New Zealand Prime Minister Jacinda Ardern announced parliament’s newest ministers Monday, including the appointment of Nanaia Mahuta to the role of Minister of Foreign Affairs; the nation’s first Indigenous woman to hold the position.
Just shy of a quarter-century of political prowess, including her most recent roles as Minister for Māori Development and Local Government, Mahuta will join what is becoming one of the most diverse parliaments in the world. “I am excited by this team,” Ardern said. “They bring experience from the ground, and from within politics. But they also represent renewal and reflect the New Zealand we live in today.”
Mahuta is one of New Zealand’s 5 Māori ministers. Also contributing to the cabinet’s cultural diversity are members of parliament Ibrahim Omer and Vanushi Walters, parliament’s first leaders of African and Sri Lankan origin.

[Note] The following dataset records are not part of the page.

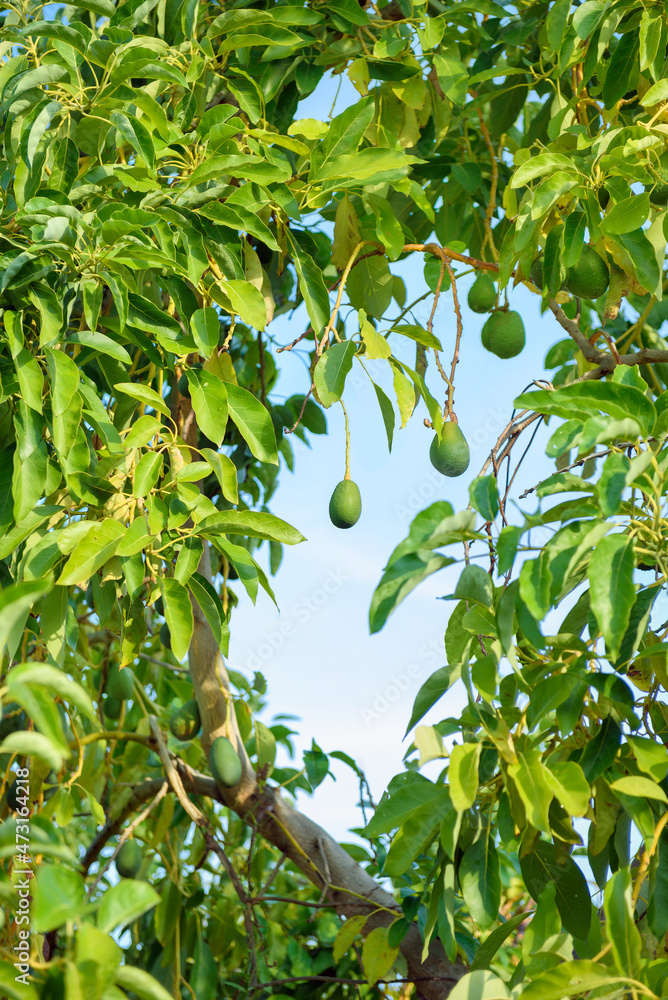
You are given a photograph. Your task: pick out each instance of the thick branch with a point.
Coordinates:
(606, 362)
(317, 855)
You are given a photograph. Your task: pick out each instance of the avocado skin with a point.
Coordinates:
(112, 707)
(589, 278)
(503, 334)
(450, 456)
(482, 294)
(345, 505)
(185, 723)
(119, 683)
(225, 763)
(128, 860)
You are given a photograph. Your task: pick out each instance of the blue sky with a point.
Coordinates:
(352, 691)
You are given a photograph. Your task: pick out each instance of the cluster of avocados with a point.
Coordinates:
(503, 333)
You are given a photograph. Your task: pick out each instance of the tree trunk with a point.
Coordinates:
(317, 855)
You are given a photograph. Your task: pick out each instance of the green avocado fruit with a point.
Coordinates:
(165, 636)
(119, 683)
(128, 860)
(225, 763)
(345, 505)
(536, 274)
(503, 334)
(450, 456)
(482, 294)
(590, 277)
(112, 707)
(185, 723)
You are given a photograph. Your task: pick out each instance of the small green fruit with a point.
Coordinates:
(345, 505)
(112, 707)
(451, 455)
(128, 860)
(119, 683)
(225, 763)
(185, 723)
(589, 278)
(503, 334)
(482, 294)
(537, 271)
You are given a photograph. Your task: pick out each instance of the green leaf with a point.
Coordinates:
(253, 523)
(612, 592)
(312, 287)
(331, 371)
(640, 787)
(474, 584)
(570, 787)
(463, 774)
(178, 615)
(484, 496)
(640, 258)
(377, 955)
(431, 691)
(531, 781)
(147, 472)
(140, 982)
(136, 133)
(493, 942)
(620, 928)
(33, 745)
(143, 394)
(41, 674)
(58, 896)
(97, 546)
(347, 934)
(417, 333)
(225, 472)
(205, 327)
(124, 902)
(16, 600)
(479, 985)
(540, 867)
(387, 413)
(480, 881)
(626, 215)
(253, 422)
(209, 399)
(209, 602)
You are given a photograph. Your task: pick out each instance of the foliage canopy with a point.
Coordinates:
(162, 202)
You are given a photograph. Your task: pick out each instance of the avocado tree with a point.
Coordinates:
(162, 201)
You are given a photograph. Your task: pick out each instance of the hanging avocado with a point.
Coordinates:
(345, 505)
(225, 763)
(451, 455)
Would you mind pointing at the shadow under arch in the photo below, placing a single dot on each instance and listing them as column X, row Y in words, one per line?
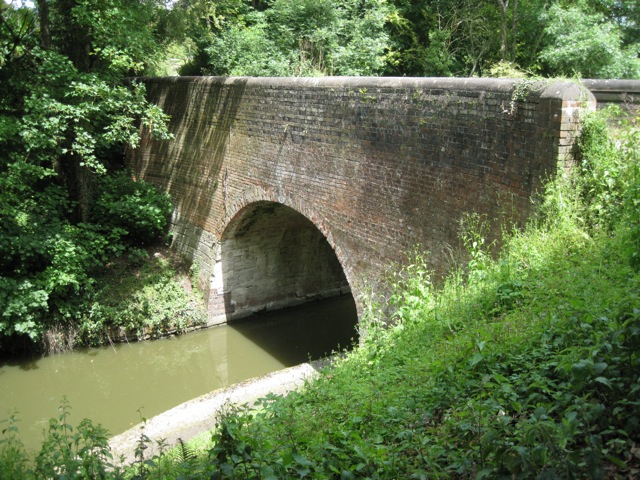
column 272, row 257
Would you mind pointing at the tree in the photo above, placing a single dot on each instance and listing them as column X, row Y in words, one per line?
column 291, row 38
column 579, row 43
column 65, row 110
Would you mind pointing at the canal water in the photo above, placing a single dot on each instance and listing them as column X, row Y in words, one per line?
column 119, row 386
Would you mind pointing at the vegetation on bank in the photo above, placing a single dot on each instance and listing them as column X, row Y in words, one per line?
column 524, row 366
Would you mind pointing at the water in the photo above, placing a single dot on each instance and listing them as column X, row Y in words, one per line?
column 118, row 386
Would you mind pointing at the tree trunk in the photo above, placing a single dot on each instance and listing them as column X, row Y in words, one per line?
column 45, row 31
column 504, row 5
column 514, row 20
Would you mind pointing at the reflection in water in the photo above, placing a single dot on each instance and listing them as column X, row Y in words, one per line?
column 117, row 386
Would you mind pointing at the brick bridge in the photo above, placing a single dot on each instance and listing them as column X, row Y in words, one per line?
column 288, row 190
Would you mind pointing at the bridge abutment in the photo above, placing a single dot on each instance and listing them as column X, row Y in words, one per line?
column 292, row 189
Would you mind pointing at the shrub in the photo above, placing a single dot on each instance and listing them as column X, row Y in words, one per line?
column 132, row 205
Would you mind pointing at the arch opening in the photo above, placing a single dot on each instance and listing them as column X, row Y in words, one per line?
column 272, row 257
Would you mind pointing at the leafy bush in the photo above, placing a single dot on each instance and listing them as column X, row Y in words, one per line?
column 132, row 206
column 146, row 302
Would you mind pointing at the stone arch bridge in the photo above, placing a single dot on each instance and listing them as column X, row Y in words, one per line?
column 288, row 190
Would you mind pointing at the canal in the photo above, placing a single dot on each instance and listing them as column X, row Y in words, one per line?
column 119, row 385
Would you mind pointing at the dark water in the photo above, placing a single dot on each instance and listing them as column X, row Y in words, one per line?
column 117, row 386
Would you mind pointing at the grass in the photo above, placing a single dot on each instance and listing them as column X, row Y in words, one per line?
column 522, row 366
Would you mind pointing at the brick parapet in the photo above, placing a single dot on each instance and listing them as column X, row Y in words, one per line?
column 378, row 165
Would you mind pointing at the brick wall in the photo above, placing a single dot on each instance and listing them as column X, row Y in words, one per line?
column 367, row 168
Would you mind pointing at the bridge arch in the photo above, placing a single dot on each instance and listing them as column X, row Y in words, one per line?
column 272, row 256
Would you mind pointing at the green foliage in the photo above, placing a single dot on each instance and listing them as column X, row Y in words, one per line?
column 522, row 367
column 135, row 207
column 293, row 38
column 65, row 112
column 587, row 45
column 67, row 452
column 148, row 302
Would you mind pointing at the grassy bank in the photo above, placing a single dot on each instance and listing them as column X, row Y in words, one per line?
column 524, row 366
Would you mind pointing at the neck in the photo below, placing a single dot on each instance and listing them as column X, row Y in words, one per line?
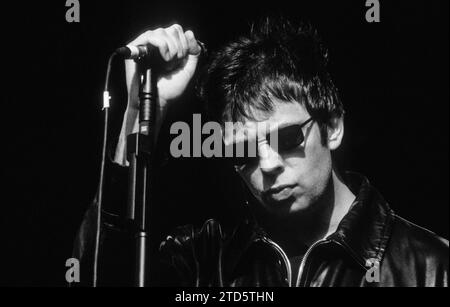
column 309, row 227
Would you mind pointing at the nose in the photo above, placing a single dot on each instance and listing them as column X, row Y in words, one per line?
column 270, row 161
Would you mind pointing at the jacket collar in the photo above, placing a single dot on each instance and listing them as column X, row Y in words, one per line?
column 365, row 229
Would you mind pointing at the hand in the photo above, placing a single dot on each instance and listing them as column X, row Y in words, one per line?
column 174, row 45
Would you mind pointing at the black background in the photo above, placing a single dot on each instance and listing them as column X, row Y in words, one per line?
column 393, row 78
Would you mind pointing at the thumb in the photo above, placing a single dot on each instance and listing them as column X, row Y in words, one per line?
column 193, row 46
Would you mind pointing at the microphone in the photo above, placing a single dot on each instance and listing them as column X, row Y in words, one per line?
column 135, row 52
column 140, row 51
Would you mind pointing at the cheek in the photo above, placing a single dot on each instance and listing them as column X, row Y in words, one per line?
column 313, row 168
column 254, row 181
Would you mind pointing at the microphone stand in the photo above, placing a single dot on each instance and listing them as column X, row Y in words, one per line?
column 140, row 155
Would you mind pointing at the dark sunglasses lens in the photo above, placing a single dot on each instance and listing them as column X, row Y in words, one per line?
column 289, row 137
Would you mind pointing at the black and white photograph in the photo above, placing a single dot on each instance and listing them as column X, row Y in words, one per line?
column 222, row 150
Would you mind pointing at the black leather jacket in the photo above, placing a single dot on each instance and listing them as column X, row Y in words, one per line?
column 371, row 247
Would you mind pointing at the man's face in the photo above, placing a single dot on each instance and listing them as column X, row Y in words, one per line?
column 290, row 181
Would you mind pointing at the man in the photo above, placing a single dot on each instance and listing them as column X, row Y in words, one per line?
column 308, row 225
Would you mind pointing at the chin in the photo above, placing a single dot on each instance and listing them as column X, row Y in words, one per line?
column 289, row 208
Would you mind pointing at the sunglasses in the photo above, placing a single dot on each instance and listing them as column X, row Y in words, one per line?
column 289, row 138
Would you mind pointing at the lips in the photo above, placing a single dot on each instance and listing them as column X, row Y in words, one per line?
column 279, row 193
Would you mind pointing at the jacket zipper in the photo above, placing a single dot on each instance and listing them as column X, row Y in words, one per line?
column 305, row 258
column 287, row 263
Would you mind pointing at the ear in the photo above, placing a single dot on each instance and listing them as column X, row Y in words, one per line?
column 335, row 132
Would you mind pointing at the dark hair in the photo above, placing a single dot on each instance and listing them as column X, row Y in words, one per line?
column 275, row 60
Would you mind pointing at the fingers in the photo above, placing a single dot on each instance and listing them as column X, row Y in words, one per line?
column 193, row 46
column 172, row 42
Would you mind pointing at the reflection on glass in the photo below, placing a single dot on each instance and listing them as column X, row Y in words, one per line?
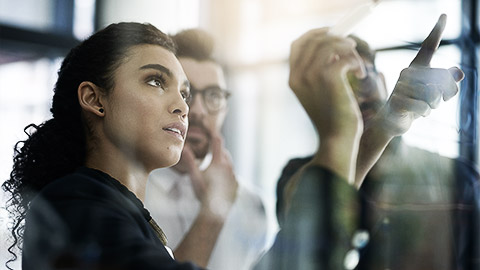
column 31, row 14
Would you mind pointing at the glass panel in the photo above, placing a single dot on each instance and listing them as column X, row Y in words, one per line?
column 439, row 131
column 83, row 21
column 32, row 14
column 168, row 16
column 25, row 95
column 398, row 22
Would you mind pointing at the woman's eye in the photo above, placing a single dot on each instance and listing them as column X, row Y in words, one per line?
column 185, row 96
column 155, row 83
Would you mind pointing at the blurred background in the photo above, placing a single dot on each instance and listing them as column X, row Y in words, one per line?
column 266, row 126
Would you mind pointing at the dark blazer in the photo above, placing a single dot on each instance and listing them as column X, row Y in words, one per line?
column 88, row 220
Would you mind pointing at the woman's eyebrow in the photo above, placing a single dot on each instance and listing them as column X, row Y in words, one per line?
column 159, row 68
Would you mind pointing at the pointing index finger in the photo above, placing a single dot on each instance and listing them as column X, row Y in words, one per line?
column 430, row 44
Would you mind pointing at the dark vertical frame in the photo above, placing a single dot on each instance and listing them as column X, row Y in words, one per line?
column 468, row 42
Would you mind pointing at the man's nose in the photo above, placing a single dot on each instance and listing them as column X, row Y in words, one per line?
column 197, row 107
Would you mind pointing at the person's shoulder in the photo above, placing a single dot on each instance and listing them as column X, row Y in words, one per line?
column 295, row 164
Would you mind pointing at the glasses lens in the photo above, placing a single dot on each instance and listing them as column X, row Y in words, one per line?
column 215, row 99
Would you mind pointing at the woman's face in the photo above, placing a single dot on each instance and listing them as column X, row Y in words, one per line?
column 145, row 113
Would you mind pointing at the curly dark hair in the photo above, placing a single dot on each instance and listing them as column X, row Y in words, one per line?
column 58, row 146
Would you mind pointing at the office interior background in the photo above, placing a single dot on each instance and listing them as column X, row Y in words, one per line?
column 265, row 126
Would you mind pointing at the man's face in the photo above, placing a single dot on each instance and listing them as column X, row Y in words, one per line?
column 205, row 77
column 370, row 92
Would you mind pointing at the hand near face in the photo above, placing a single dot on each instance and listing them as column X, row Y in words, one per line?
column 319, row 63
column 215, row 187
column 419, row 88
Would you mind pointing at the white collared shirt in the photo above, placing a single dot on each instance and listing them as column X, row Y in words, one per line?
column 245, row 236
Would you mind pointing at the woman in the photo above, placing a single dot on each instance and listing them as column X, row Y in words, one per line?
column 119, row 112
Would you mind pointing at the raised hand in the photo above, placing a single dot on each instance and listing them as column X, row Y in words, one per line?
column 319, row 63
column 420, row 88
column 215, row 187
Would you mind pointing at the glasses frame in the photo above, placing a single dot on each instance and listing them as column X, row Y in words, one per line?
column 204, row 92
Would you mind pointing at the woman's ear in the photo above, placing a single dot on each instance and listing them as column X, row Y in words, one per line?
column 90, row 98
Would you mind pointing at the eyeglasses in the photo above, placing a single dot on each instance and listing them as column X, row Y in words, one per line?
column 214, row 98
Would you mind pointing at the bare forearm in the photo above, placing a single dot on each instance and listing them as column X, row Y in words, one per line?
column 338, row 155
column 198, row 243
column 372, row 144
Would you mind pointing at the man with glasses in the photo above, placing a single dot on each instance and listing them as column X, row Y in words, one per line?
column 208, row 216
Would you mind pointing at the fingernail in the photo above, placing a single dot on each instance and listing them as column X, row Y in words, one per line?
column 457, row 73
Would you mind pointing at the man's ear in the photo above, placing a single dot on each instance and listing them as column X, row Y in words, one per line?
column 90, row 97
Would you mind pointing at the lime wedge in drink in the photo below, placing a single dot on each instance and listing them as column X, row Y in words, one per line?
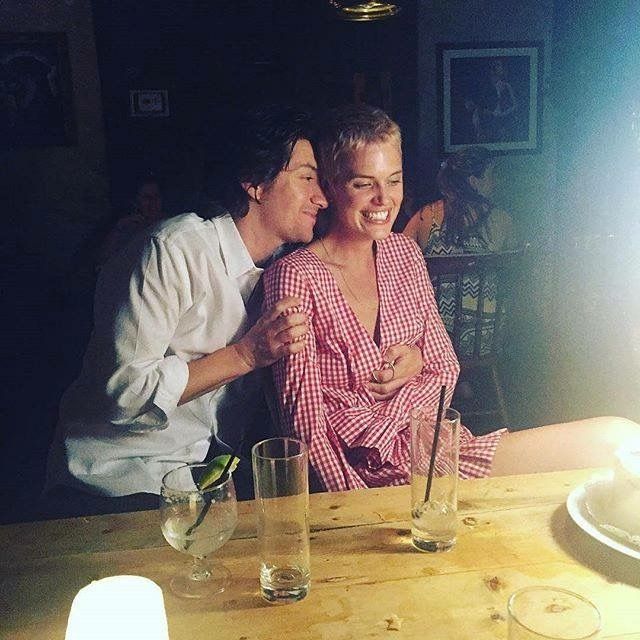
column 214, row 470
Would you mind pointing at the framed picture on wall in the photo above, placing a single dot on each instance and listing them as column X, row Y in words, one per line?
column 35, row 90
column 490, row 94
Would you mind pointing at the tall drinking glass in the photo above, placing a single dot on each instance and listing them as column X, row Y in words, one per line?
column 280, row 476
column 434, row 478
column 197, row 522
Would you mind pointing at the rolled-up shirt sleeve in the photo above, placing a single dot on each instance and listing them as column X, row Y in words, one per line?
column 146, row 380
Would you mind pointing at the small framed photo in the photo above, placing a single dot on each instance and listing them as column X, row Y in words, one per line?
column 149, row 103
column 490, row 94
column 36, row 102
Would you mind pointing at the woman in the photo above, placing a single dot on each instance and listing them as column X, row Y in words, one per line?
column 464, row 220
column 365, row 288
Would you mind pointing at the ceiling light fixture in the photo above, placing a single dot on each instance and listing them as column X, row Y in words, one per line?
column 364, row 11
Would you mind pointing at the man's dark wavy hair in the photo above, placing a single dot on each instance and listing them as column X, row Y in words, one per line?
column 259, row 146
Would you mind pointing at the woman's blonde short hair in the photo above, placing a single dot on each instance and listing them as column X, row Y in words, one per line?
column 345, row 129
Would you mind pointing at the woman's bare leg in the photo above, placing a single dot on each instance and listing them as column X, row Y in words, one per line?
column 569, row 445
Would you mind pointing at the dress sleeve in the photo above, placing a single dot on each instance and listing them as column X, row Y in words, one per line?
column 145, row 381
column 440, row 363
column 298, row 386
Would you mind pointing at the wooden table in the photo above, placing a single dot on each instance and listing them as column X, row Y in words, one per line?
column 514, row 531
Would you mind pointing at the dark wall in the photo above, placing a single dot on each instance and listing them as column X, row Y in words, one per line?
column 214, row 58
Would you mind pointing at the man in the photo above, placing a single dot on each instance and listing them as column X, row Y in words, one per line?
column 171, row 326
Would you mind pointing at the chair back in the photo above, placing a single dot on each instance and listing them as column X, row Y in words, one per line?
column 472, row 291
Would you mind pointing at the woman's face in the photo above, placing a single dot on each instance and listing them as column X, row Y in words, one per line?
column 149, row 201
column 367, row 202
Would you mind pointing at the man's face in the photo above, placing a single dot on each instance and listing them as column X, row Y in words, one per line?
column 290, row 204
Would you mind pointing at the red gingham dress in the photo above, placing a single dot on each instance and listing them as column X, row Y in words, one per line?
column 355, row 441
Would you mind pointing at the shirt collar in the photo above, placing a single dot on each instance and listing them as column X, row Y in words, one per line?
column 232, row 249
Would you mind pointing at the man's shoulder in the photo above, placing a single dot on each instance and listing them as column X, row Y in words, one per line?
column 400, row 243
column 300, row 258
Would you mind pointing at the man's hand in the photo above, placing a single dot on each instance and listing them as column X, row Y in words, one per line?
column 405, row 362
column 280, row 331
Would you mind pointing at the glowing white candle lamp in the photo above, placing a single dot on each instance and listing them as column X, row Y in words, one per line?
column 119, row 607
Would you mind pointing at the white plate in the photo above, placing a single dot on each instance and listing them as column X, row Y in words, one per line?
column 580, row 515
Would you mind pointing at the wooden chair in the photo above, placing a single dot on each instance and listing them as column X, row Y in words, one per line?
column 473, row 293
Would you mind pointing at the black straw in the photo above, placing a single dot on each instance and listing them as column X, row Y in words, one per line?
column 434, row 446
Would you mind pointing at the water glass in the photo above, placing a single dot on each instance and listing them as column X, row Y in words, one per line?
column 280, row 477
column 434, row 478
column 551, row 613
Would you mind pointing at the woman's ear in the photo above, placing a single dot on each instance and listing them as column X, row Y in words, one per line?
column 253, row 191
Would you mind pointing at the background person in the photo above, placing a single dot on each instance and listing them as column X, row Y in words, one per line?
column 465, row 219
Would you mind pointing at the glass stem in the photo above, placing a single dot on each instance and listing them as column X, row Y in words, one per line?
column 200, row 571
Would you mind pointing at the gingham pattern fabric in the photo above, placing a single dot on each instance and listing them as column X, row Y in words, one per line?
column 355, row 441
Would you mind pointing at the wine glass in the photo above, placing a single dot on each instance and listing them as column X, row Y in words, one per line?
column 197, row 522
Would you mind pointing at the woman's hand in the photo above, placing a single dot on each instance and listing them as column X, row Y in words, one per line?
column 403, row 362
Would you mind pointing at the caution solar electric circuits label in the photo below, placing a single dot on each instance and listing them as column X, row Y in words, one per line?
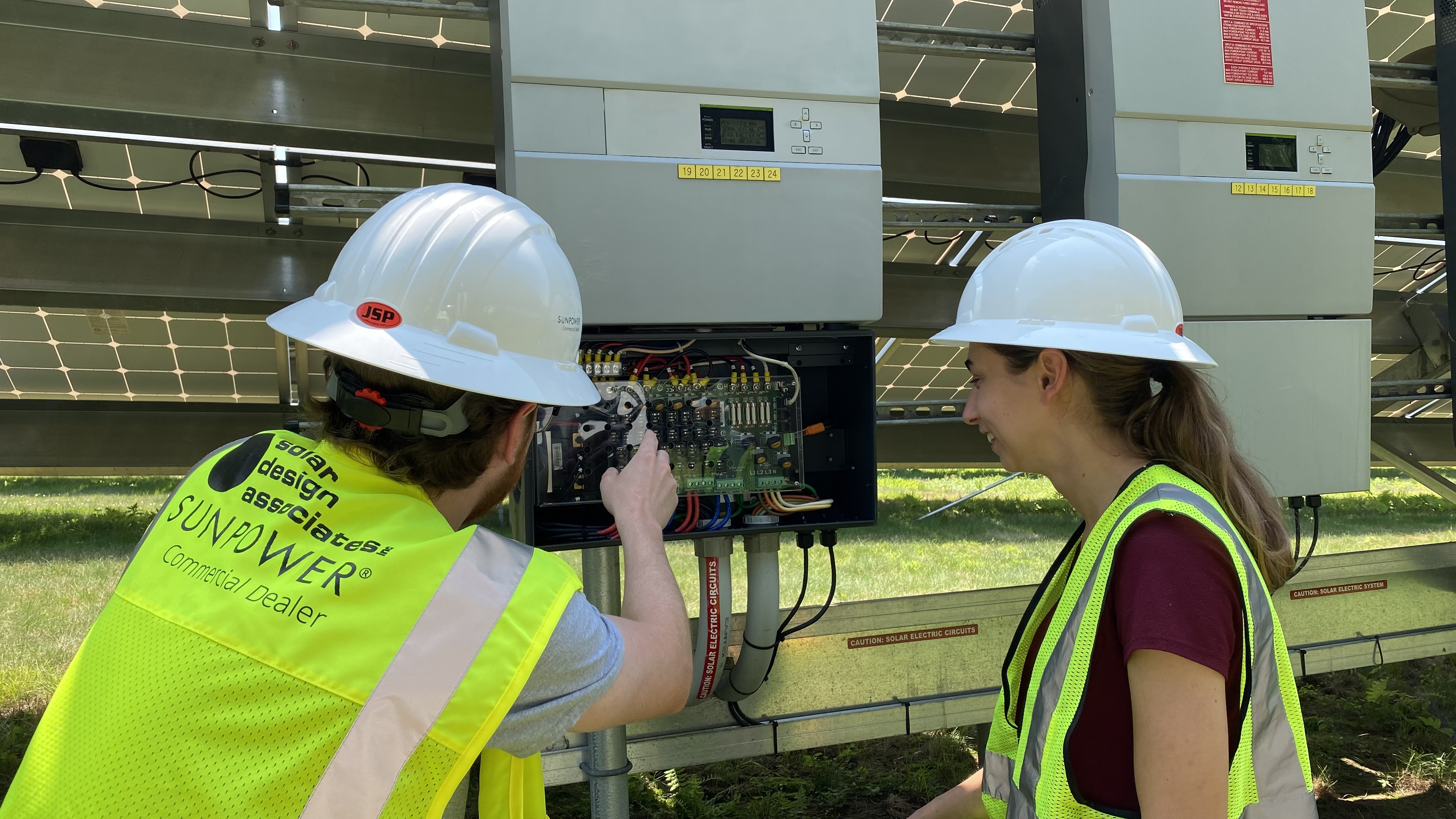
column 729, row 173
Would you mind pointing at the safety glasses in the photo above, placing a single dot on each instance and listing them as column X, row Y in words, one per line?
column 543, row 416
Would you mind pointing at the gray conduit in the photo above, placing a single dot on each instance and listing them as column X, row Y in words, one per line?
column 714, row 614
column 762, row 626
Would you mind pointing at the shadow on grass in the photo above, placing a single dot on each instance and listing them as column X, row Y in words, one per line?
column 17, row 728
column 120, row 486
column 70, row 536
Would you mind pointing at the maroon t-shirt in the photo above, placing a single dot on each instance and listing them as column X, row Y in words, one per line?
column 1173, row 589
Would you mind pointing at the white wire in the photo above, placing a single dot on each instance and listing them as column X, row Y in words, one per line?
column 752, row 355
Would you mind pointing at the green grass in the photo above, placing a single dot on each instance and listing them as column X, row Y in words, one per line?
column 63, row 546
column 65, row 543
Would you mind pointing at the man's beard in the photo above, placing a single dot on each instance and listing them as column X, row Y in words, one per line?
column 497, row 492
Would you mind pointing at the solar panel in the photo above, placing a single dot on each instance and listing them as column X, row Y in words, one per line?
column 988, row 85
column 408, row 30
column 136, row 356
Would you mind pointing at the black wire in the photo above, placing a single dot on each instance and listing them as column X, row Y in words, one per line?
column 833, row 584
column 191, row 170
column 1417, row 267
column 24, row 181
column 1296, row 537
column 1314, row 538
column 327, row 177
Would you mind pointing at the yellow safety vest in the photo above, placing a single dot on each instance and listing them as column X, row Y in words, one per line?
column 299, row 636
column 1026, row 771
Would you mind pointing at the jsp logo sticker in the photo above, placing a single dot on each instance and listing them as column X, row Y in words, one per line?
column 379, row 314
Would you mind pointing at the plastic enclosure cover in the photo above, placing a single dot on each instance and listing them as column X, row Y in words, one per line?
column 745, row 438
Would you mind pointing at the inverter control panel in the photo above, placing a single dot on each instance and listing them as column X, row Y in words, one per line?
column 765, row 432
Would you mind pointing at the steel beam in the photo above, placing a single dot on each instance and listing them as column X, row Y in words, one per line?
column 70, row 259
column 118, row 438
column 959, row 155
column 945, row 42
column 81, row 68
column 932, row 661
column 1420, row 473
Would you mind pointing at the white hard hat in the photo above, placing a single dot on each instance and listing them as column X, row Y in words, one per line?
column 453, row 285
column 1075, row 285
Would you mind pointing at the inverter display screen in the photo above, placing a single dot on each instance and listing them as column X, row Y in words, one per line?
column 737, row 129
column 1270, row 152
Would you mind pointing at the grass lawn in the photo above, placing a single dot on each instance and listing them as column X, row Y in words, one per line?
column 65, row 543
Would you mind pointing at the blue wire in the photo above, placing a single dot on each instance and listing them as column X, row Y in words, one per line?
column 727, row 516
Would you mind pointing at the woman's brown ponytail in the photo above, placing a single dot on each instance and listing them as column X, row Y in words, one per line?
column 1183, row 426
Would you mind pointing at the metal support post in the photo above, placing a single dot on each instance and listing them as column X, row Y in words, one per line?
column 1446, row 111
column 608, row 761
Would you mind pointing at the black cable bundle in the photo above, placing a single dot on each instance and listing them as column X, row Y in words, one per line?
column 1296, row 503
column 1388, row 139
column 806, row 543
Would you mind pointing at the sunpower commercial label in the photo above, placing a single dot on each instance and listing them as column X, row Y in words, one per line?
column 1248, row 53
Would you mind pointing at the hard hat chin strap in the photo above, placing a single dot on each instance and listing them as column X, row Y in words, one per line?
column 372, row 413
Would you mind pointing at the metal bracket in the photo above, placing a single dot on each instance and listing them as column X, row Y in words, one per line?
column 1416, row 470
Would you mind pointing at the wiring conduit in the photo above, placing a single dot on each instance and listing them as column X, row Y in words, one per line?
column 714, row 614
column 762, row 627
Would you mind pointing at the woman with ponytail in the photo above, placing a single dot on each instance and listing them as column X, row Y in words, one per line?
column 1149, row 674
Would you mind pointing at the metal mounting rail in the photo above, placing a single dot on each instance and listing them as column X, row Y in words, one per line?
column 1403, row 75
column 919, row 412
column 353, row 200
column 944, row 42
column 420, row 8
column 1408, row 390
column 1410, row 225
column 954, row 216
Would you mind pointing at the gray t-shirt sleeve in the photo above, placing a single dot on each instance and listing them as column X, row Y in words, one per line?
column 578, row 665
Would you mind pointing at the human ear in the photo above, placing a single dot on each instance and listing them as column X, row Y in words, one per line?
column 1053, row 374
column 517, row 430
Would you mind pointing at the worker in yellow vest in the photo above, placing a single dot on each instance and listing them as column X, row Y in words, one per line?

The country of 4.8 million people is represented by 120 elected members of parliament. At the moment, more than half of those representatives are women and about 10% are openly lesbian, gay, bisexual and transgender.
New Zealand’s government is also shifting gears by bringing in younger members of parliament. Ardern, who began her second term in October, became the world’s youngest female head of government when elected as New Zealand’s 40th prime minister in 2017; she was 37 years old at the time.
Professor Paul Spoonley, Pro Vice-Chancellor of the College of Humanities and Social Sciences at Massey University, believes New Zealand’s parliament is the most diverse in the nation’s history in terms of gender, ethnic and indigenous representation. “What we have seen is a departure of many of the older, male, white MPs including some who have been in parliament for over 30 years,” Spoonley told Reuters in an October interview.